Il ne restait au pauvre Argamakoff d’autre ressource que la retraite. Pendant ce temps, Axinia riait auprès de sa nourrice, qui était aussi sa confidente, du succès de sa plaisanterie. Elle ne soupçonnait pas combien son invention taquine était proche de la vérité.

Son amoureux venait à peine de la quitter, que le traîneau de sa tante, la comtesse Bestouchew, vint la chercher. Un mot de la main de la Comtesse, lui recommandait de se faire aussi jolie que possible.

Lorsque Axinia pénétra dans le boudoir de sa tante, celle-ci l’embrassa avec une impétuosité et une tendresse inaccoutumée. Puis, la Comtesse s’éloigna sous un prétexte insignifiant et, à sa place, parut… l’Empereur !

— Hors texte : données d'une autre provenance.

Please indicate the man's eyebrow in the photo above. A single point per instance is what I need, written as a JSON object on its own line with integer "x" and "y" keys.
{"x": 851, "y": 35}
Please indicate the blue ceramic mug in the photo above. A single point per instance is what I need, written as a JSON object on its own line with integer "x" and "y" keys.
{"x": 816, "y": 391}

Axinia fit un mouvement pour fuir, mais Paul lui avait pris la main et la retint.

— Je vous supplie de m’entendre, Princesse, commença-t-il. Le droit que je reconnais au moindre de mes sujets, vous ne pouvez me le refuser.

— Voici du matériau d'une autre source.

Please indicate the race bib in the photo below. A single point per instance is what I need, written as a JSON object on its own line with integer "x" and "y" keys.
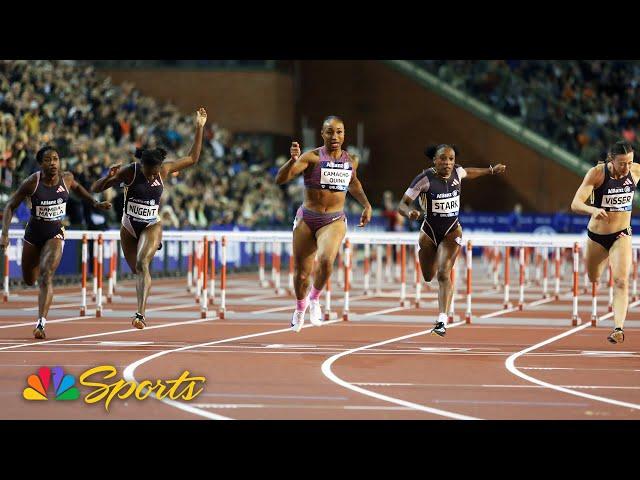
{"x": 335, "y": 178}
{"x": 447, "y": 207}
{"x": 620, "y": 202}
{"x": 51, "y": 212}
{"x": 142, "y": 212}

Il mena la tremblante jeune fille vers un canapé. Lui-même prit place sur un fauteuil en face d’elle, à une distance qui ne laissait rien à désirer.

— Princesse, continua-t-il d’un ton grave, presque triste, vous ne seriez point femme si vous n’aviez remarqué l’impression profonde que votre apparition de cette nuit a faite sur moi. C’est un hasard providentiel qui m’a révélé votre existence. Je vous aime. Soyez bonne, soyez compatissante, dites-moi seulement que vous ne me haïssez point.

Axinia baissait les yeux et ne trouvait point de paroles.

— Ne craignez pas, ange du ciel, poursuivit Paul Ier, que je vous demande rien qui puisse blesser votre honneur. Je serais satisfait et complètement heureux si, seulement, je me savais aimé, aimé pour moi-même. Personne encore ne m’a aimé, pas même ma mère, et, peut-être, elle moins que toute autre. Elle ne m’a témoigné que de l’aversion et de la défiance. Tandis que ses favoris s’enrichissaient aux dépens de l’État, je manquais souvent du nécessaire. Elle a pris mes enfants à leur naissance et élevés dans un palais. Jamais aucun ne m’a témoigné d’affection. L’Impératrice… laissez-moi n’en point parler, dans cette belle statue de marbre, ne bat point de cœur humain. Mes fils entretiennent des relations criminelles avec mes ennemis, et, déjà, le prince héritier tend la main vers ma couronne. Je suis seul, sans ami, sans amour. Oh ! dites-moi que vous me plaignez, que vous avez pitié de moi.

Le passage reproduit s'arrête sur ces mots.